Let’s cut to the chase. The first sutra simply says Now we start this exposition on Yoga. But in the second sutra Patanjali essentially says it all. (Talk about simplicity!) It is famous, so here is the Sanskrit:

Yogah cittavrtti nirodhah

This is the E=MC² of the mind. It means (using Iyengar’s translation):

Yoga is the cessation of movements in the consciousness.

There is a lot of important precision in that slightly clunky-sounding phrase, but we would be oversimplifying only slightly by reducing it to my phrase:

Yoga is a still mind

A reader who grasps all the ramifications could stop reading there. Most of us do not. So Patanjali elaborates…

… Motion

The trouble is that the mind is almost never still. It moves, pulled by thoughts as wild as bucking broncos. And this is what confuses and torments us. Patanjali’s greatest (and most overlooked) contribution is his analysis of these naughty ones that we call thoughts or emotions.

You know them all: anger, fear, envy, greed, lust, anxiety and so on. They show up and take your mind captive. You think they are you, and you suffer and make others suffer.

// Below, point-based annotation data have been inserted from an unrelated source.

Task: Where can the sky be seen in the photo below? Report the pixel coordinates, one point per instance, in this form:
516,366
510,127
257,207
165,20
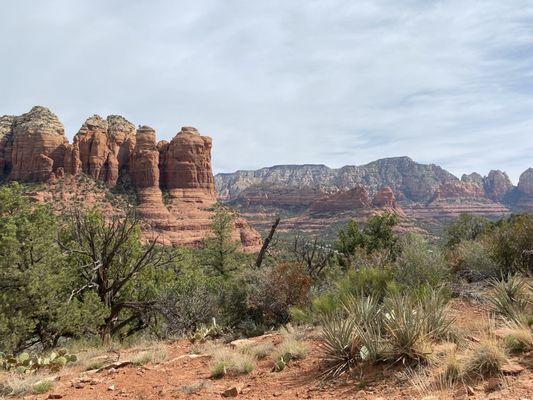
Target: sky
329,82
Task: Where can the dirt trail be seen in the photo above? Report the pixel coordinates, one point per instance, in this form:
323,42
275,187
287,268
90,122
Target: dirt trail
187,376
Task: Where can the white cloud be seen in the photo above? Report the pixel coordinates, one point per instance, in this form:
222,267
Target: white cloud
336,82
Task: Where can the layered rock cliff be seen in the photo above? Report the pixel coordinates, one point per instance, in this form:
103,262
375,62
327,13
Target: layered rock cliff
418,192
34,148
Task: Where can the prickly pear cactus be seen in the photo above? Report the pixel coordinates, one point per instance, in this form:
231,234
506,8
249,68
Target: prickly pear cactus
25,363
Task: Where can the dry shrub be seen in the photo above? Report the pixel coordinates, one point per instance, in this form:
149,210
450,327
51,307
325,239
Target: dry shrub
290,349
230,362
284,286
485,359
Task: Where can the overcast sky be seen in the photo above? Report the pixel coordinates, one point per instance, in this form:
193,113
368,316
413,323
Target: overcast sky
287,82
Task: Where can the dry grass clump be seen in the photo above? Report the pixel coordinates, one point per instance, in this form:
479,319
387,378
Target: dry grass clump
518,339
157,355
195,387
227,361
406,330
485,359
290,349
400,329
259,351
92,365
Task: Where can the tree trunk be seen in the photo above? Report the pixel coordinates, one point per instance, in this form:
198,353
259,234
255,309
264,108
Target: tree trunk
266,243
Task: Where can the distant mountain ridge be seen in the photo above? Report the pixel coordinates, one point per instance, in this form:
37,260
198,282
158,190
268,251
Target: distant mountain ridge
421,192
410,180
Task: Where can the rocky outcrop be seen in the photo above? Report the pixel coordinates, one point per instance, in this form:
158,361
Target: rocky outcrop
497,184
384,198
408,180
458,190
424,193
353,199
186,162
144,163
33,148
523,195
105,147
525,182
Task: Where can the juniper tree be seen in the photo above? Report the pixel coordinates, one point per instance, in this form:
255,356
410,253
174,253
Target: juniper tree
112,260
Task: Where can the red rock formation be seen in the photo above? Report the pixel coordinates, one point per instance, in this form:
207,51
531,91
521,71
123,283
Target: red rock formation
384,198
6,144
348,200
105,147
525,182
497,184
144,162
37,146
33,148
186,166
458,189
523,196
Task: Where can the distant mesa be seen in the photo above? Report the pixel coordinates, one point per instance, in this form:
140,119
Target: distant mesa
421,194
34,148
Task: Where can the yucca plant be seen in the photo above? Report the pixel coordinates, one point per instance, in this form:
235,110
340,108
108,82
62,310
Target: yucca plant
363,310
405,330
341,346
511,298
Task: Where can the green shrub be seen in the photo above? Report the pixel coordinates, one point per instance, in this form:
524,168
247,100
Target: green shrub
511,244
43,387
420,264
511,298
486,359
433,308
518,340
466,227
371,281
474,261
405,327
341,346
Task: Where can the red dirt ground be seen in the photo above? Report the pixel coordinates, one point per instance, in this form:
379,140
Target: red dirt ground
185,372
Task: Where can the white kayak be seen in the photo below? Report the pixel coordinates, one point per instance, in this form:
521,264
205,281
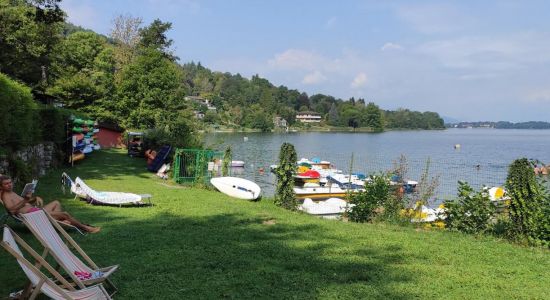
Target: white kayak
237,187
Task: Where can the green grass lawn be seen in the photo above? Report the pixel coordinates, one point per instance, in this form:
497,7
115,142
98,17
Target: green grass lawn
196,243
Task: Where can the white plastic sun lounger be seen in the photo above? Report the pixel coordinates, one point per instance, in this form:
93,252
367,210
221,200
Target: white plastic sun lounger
82,190
40,282
17,218
56,242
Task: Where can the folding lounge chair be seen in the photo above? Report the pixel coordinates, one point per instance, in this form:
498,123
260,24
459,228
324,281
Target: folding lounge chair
82,190
17,218
48,232
40,282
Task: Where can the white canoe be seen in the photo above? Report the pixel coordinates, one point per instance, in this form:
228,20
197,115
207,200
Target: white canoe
237,163
237,187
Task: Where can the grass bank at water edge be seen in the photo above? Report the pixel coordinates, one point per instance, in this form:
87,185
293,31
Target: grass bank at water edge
197,244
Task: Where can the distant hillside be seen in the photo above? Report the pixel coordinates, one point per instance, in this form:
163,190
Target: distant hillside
500,125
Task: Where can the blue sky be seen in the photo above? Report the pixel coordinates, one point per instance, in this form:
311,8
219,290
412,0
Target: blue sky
469,60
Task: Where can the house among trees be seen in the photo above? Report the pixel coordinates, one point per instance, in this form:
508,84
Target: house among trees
202,101
308,117
198,114
280,122
110,135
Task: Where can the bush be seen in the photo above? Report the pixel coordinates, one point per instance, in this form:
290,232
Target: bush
471,212
373,201
529,209
284,195
19,112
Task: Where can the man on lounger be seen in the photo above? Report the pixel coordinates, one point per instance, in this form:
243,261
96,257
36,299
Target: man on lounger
16,204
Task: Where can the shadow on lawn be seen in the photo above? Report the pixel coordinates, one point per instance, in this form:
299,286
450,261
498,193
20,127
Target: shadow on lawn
113,162
235,256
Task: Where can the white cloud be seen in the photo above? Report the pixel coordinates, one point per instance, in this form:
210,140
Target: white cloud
493,55
359,81
331,22
82,14
297,59
314,78
175,6
538,96
434,18
391,46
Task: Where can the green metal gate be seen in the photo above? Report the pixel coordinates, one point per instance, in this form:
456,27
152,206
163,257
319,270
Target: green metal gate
197,165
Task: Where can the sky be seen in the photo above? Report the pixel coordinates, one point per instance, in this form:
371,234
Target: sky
467,60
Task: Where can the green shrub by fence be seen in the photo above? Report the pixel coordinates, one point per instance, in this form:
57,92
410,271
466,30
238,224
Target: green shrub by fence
196,166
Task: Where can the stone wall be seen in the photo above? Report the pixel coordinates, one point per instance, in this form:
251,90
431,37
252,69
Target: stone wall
41,157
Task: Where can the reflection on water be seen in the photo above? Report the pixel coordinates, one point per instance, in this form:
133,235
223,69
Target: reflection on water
482,158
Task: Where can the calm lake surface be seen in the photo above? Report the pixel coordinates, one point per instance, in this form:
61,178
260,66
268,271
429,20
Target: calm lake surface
482,158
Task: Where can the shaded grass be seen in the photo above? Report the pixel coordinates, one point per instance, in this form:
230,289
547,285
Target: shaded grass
202,244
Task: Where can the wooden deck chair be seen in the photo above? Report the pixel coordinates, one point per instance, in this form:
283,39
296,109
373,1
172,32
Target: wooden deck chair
39,282
17,218
57,243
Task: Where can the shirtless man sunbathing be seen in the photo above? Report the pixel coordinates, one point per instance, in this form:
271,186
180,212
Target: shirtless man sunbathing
16,204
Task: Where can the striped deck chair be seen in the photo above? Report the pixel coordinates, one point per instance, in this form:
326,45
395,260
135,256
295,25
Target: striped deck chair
17,218
57,241
40,282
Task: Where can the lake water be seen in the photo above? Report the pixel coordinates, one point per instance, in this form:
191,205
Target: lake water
482,158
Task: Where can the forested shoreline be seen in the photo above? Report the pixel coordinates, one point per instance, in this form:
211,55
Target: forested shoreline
133,78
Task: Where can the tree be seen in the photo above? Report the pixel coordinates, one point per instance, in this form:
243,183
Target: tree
373,117
333,116
529,208
154,36
125,34
29,30
78,83
150,86
284,194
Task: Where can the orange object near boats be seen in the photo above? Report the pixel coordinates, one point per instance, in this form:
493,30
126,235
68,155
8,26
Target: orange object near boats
76,156
310,174
150,155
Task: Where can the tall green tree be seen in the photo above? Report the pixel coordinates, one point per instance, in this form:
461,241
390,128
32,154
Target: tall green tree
373,117
150,86
154,36
29,30
78,83
284,194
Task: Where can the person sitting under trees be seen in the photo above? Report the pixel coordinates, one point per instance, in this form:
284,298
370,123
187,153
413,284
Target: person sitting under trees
16,204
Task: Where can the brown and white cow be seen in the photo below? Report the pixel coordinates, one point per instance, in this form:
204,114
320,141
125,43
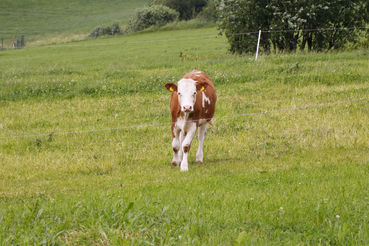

Patanjali proves that they are not you. You can, with the techniques that he describes, let them go. A naughty one shows up in your mind stage left, you say, ‘Oh Hi, Mr Anger’ and label him, then allow him to exit again stage right. And you keep doing that.

Over time, you make a discovery. Who is saying Hi and doing the labeling and letting go? It can’t be Mr Anger. So anger is not me, it’s just some schmuck passing through. See you!

I am therefore something else. Patanjali calls this I the seer. As the seer sees more clearly, the mind comes to rest.

And for all those who are still with him at that point, he sketches out how to unite (=Yoga) with this seer in order to feel whole and free. Non-trivial, as I’m sure you’ll agree.